While the riding was great, we couldn’t let our guard down. Mexico is always ready to surprise you. In this case, it was a cattle guard that had seen better days. I recommend avoiding the pipe sticking up as it would likely not end well.

150 miles into the trek, we reached a bit of civilization. Just outside of the community of Morelos we found a store. It was about 2 pm and this seemed like as good a time as any to take a break and, maybe, find something to eat. How did we know there was a store here? The sign gave it away. At a minimum they had Cokes and Fritos.

The arrow pointed right, so we went right. But at the end of the dirt road, there was no obvious store. There was, however, a house. Could that be the store?

A man and a woman came over to the gate to see what we wanted. I asked if this was the store and the woman indicated it was, opened the gate, and invited us into her house. We sat at the dining table and enjoyed a cold coca-cola while she made chicken tacos for us.


I didn’t know it at the time but this was our last cooked meal of the day. I’m really glad we stopped here. And that we asked her if she would cook tacos for us. We paid about $10 for the sodas and tacos, a price I was happy to pay.

Beyond Morelos we headed south, around the mountains. In their “Wrong Way Round” trip JT and Milton went over the mountains. But that route had locked gates so for this trip we were taking the main road around the mountains. The views were nice though.

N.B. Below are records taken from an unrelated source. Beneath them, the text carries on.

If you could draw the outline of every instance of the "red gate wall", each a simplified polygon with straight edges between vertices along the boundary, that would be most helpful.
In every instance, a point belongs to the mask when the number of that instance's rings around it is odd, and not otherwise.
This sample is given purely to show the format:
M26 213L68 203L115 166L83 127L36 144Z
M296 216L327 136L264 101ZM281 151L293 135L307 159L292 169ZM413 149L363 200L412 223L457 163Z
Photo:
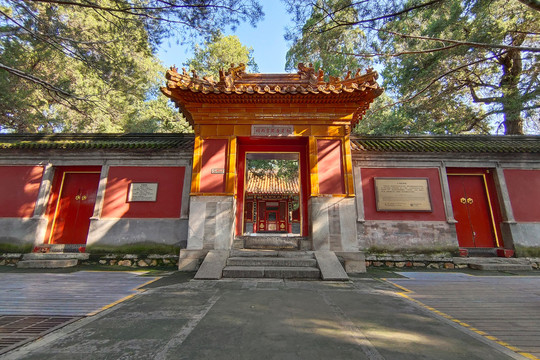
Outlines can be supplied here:
M377 211L375 177L419 177L429 179L431 212ZM362 168L362 191L366 220L445 221L444 202L438 169L429 168Z
M317 140L319 193L345 194L343 155L340 139Z
M514 218L540 222L540 170L504 170Z
M32 217L43 166L0 166L0 174L0 217Z
M179 218L185 167L111 166L102 218ZM157 183L156 201L128 202L132 182Z

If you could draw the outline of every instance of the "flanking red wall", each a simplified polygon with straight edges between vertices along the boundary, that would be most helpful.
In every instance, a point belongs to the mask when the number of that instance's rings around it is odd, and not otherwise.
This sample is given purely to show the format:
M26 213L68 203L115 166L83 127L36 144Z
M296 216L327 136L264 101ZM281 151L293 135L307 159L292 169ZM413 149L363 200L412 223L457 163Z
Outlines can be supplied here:
M200 192L225 192L227 143L227 139L203 140Z
M317 140L319 193L345 194L341 140Z
M375 203L375 177L428 178L431 194L431 212L377 211ZM444 202L438 169L424 168L362 168L364 216L366 220L445 221Z
M34 214L43 166L0 166L0 217Z
M101 217L179 218L185 170L184 167L111 166ZM128 202L132 182L158 183L156 201Z
M540 170L504 170L506 186L518 222L540 222Z

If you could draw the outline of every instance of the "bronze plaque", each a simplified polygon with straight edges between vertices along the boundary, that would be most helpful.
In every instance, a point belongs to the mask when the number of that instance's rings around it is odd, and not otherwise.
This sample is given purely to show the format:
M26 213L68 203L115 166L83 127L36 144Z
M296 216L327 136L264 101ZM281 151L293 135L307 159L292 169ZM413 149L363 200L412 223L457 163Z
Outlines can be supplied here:
M377 211L432 211L427 178L374 178Z
M157 183L131 183L129 184L128 202L156 201Z

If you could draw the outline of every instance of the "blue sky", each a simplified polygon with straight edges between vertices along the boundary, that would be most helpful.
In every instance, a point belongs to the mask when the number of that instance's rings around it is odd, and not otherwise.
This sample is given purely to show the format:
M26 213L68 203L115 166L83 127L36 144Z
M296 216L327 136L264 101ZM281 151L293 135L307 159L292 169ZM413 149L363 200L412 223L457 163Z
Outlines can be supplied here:
M235 32L227 31L226 35L236 35L243 45L252 47L255 62L259 65L261 73L284 73L285 54L288 45L283 35L285 27L290 24L291 16L287 13L285 5L278 0L262 0L264 20L253 28L247 23L241 24ZM172 65L182 67L182 63L192 56L189 46L168 44L161 46L158 57L166 68Z

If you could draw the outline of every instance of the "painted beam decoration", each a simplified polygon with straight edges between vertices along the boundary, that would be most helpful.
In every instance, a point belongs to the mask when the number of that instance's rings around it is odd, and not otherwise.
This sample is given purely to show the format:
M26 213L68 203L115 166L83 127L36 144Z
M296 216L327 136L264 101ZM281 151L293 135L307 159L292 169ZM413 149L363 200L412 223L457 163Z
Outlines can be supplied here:
M432 211L427 178L374 178L377 211Z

Once around the mountains we reached pavement. If we turned south, we could go to the town of Muquiz, about 90 kilometers away. North would take us to Boquillas, also about 90 kilometers away. Of course, we went north.

As we rode along, I spotted a dirt road leading to a tunnel in the mountain above us. Cool, a tunnel. I want to go see it. So did JT. The road and tunnel are here to serve the mining operations going on in this area.

We spent a few minutes taking pics and looking around but it was getting late and we wanted to get to Boquillas before dark. Time to go.